Вот потому я и молчала. Одно дело – грозный контролер из центра, которому фасад покажут во всем блеске, и что с того? Другое совсем дело, как я сейчас, фигура вроде и независимая, сам Кириченко меня лишь просить может, а не приказывать – но вроде как и «своя», посланец товарища Пономаренко. Тут была тема, о которой сам Пантелеймон Кондратьевич молчал, как партизан, но по обмолвкам и намекам я поняла, что было у них что-то общее с прежнего знакомства, так что Кириченко всерьез надеется, что Пономаренко выступит на его стороне.

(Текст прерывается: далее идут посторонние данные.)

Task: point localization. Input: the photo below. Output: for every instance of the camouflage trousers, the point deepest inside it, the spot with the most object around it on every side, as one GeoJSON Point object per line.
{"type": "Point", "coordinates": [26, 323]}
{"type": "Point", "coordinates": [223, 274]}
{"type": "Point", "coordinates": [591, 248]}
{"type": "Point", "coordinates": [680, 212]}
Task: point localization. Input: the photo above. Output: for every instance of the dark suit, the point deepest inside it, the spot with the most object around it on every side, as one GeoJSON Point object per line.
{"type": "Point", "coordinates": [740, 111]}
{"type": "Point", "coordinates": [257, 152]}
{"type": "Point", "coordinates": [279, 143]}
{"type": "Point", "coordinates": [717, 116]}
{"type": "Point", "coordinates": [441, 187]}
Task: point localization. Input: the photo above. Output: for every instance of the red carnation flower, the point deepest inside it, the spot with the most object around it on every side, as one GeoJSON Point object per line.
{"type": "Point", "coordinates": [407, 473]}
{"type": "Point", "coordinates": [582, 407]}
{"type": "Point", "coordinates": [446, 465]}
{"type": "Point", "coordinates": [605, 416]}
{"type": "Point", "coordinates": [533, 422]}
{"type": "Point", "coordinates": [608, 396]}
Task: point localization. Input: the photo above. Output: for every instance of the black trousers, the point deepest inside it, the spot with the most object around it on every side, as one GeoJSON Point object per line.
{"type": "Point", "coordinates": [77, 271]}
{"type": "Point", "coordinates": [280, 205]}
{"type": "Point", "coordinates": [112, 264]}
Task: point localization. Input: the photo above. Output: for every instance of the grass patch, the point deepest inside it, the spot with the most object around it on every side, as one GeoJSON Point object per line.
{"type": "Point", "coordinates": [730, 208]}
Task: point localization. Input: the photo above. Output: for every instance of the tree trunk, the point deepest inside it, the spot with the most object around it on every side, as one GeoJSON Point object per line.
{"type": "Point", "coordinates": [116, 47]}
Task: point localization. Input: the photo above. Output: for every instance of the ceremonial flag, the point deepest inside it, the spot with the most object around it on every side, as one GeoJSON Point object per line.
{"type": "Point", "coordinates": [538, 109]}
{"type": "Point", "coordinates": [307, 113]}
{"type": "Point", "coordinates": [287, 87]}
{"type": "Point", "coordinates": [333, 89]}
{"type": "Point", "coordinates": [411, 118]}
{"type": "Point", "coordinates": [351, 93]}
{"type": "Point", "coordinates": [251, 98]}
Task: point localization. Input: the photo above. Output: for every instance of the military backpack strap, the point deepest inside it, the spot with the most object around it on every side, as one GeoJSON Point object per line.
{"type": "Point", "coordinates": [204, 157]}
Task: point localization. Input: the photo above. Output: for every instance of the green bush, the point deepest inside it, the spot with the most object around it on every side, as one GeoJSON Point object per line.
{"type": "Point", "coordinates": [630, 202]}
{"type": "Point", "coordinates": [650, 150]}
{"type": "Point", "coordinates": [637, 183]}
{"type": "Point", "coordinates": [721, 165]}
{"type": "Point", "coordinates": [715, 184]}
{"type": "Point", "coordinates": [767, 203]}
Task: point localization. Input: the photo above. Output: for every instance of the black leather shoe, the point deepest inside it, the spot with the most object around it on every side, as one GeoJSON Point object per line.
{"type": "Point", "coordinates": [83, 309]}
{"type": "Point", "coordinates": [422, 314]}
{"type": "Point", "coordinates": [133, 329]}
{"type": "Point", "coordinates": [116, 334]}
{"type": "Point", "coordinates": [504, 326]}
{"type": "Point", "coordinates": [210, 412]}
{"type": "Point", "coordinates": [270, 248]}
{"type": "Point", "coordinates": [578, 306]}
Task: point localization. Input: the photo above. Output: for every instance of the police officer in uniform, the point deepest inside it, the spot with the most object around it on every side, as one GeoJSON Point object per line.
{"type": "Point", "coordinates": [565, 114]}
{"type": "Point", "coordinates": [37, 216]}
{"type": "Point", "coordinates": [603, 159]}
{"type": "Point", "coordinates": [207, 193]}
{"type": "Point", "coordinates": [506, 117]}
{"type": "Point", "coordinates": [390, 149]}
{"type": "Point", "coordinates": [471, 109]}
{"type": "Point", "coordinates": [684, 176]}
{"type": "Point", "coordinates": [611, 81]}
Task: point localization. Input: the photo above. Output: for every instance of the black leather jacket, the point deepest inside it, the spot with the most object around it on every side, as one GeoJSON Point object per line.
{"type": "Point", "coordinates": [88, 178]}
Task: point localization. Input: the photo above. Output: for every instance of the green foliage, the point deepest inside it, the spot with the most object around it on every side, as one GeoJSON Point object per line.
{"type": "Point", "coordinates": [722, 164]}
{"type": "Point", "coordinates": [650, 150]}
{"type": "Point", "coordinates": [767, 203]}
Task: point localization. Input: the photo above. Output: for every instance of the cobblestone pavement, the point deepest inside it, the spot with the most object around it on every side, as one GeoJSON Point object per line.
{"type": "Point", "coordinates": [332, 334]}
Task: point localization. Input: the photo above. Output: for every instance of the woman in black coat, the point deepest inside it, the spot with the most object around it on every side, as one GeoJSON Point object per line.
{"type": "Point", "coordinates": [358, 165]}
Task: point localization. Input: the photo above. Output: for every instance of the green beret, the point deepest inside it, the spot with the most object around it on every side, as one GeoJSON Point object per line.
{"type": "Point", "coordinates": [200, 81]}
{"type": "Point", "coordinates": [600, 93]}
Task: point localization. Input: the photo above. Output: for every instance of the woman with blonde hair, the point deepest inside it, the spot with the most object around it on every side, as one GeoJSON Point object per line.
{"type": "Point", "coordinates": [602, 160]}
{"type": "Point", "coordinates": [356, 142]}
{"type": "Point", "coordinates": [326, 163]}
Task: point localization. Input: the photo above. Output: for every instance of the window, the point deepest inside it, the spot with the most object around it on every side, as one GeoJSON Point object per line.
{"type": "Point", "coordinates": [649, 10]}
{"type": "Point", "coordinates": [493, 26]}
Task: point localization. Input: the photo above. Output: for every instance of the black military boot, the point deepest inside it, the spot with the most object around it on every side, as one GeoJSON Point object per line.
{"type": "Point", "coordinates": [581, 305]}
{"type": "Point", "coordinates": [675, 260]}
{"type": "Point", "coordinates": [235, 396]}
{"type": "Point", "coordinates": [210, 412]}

И что же такое деется – вот не думала я прежде, что среди лучших из наших советских людей, руководства партии и правительства могут быть интриги, как в романах Дюма! Нет, легче все же было той, наивной Анечкой быть. Но уже не вернуться туда.
Рявкнув на секретаря, влетаю в кабинет Кириченко. Тот смотрит недовольно – плевать! Мне нужен разговор по ВЧ с Москвой. Наконец, на связи товарищ Пономаренко. Разговор наш на вид самый обычный, текущий доклад, такой же, как был в первый день моего приезда. Но есть одно ключевое слово. И, к своему удивлению, слышу такой же условленный ответ и «езжай в свой Националь». Значит, дядя Саша – хотя он же должен на Севмаше остаться, – или кого там Пантелеймон Кондратьевич привлек по линии ГБ, уже позаботился? Ну, теперь, друже звирхник, повоюем!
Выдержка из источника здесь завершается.